Dick looked at his watch; half past four already. The lunch had gone on far longer than he'd expected. The old boy certainly had stamina. Dick decided to walk back to St John's, his old college. He would go along the Backs. The frosty February air by the river would help to clear his head.
As he turned down Fen Causeway, he thought again about Sir Percy's reaction to his question about Molly's child. He'd obviously decided there was no point in denying it. That would not have fooled Dick. Instead, he had told Dick just enough but no more. He had also managed to issue a warning. Dick wondered how much more he knew, and had not told.
He crossed Silver Street and made his way along the Backs. King's College Chapel was romantically veiled in the early evening mist, with frost on the lawns sloping down to the river - a perfect tourist picture postcard. He entered St John's College by the rear gate, crossed the Pepys Bridge and made his way to the guest rooms in Chapel Court.
One of the privileges of membership of a Cambridge college was the right to a few nights free accommodation every year in the college guest rooms. Dick had never used this privilege before but he was glad of it now. He had not told Sally of his visit to Cambridge, and had no wish to meet her. It would only have led to disagreements over the divorce settlement.

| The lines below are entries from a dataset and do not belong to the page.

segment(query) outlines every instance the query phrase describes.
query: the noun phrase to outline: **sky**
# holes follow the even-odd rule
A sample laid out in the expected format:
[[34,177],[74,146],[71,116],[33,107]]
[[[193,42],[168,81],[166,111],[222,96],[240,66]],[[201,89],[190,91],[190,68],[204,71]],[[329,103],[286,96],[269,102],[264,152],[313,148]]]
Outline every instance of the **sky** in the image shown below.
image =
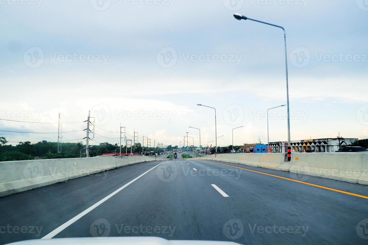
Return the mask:
[[[138,132],[166,145],[368,138],[367,0],[0,0],[0,131],[13,144]],[[287,140],[286,107],[269,141]],[[68,132],[70,132],[67,133]],[[113,133],[114,132],[114,133]],[[222,136],[224,136],[222,137]],[[14,143],[13,143],[14,142]],[[190,144],[192,142],[192,144]],[[215,142],[209,145],[214,145]]]

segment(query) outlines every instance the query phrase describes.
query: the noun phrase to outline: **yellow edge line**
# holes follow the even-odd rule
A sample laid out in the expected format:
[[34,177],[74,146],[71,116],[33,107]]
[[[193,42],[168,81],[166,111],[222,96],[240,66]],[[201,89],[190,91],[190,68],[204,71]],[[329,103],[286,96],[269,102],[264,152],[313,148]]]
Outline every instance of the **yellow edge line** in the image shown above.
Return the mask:
[[368,199],[368,197],[366,197],[365,196],[362,196],[361,195],[358,195],[358,194],[351,193],[350,192],[347,192],[346,191],[340,191],[340,190],[336,190],[336,189],[332,189],[332,188],[329,188],[328,187],[326,187],[324,186],[322,186],[322,185],[315,185],[313,184],[307,183],[307,182],[303,182],[302,181],[299,181],[299,180],[293,180],[291,179],[289,179],[289,178],[285,178],[285,177],[282,177],[280,176],[278,176],[277,175],[274,175],[273,174],[270,174],[269,173],[262,173],[262,172],[259,172],[258,171],[256,171],[254,170],[251,170],[250,169],[244,169],[242,167],[236,167],[235,166],[233,166],[231,165],[224,164],[223,163],[219,163],[218,162],[211,162],[211,161],[208,161],[207,160],[205,160],[205,161],[206,162],[212,162],[213,163],[216,163],[217,164],[221,164],[221,165],[224,165],[226,166],[229,166],[229,167],[236,167],[237,168],[240,169],[244,169],[244,170],[246,170],[247,171],[250,171],[251,172],[254,172],[254,173],[261,173],[262,174],[266,174],[266,175],[269,175],[269,176],[272,176],[274,177],[277,177],[277,178],[280,178],[280,179],[284,179],[285,180],[291,180],[291,181],[294,181],[296,182],[298,182],[298,183],[302,183],[302,184],[305,184],[306,185],[309,185],[315,186],[316,187],[319,187],[319,188],[322,188],[322,189],[326,189],[326,190],[329,190],[330,191],[336,191],[337,192],[339,192],[342,193],[344,193],[344,194],[351,195],[352,196],[355,196],[355,197],[361,197],[363,198],[365,198],[366,199]]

It was better to let the lawyers sort it all out.
He took a shower, then relaxed in the battered but comfortable armchair in his room. He felt that he needed to think things through, to somehow organise what he had discovered so far, so that he could make sense of it.
He knew for sure now that Vish and Molly had had some sort of special relationship with Keith Lennox in Delhi. The three of them had plotted to get rid of Dick, and then Nagarajan. Earlier, Dick had found out about Vish's crooked schemes and tried to have him dismissed. He had failed because Lennox had forbidden him to act against Vish. Why? Dick had only survived for a few months longer in the Madras factory, and he had been harassed with poison-pen letters and the death threat. But it was only when he had begun investigating the big Hosur factory contract that he had been sent on early retirement. What was the connection? And where did Molly's son John fit in? Who was his father? Was this the key to the whole affair?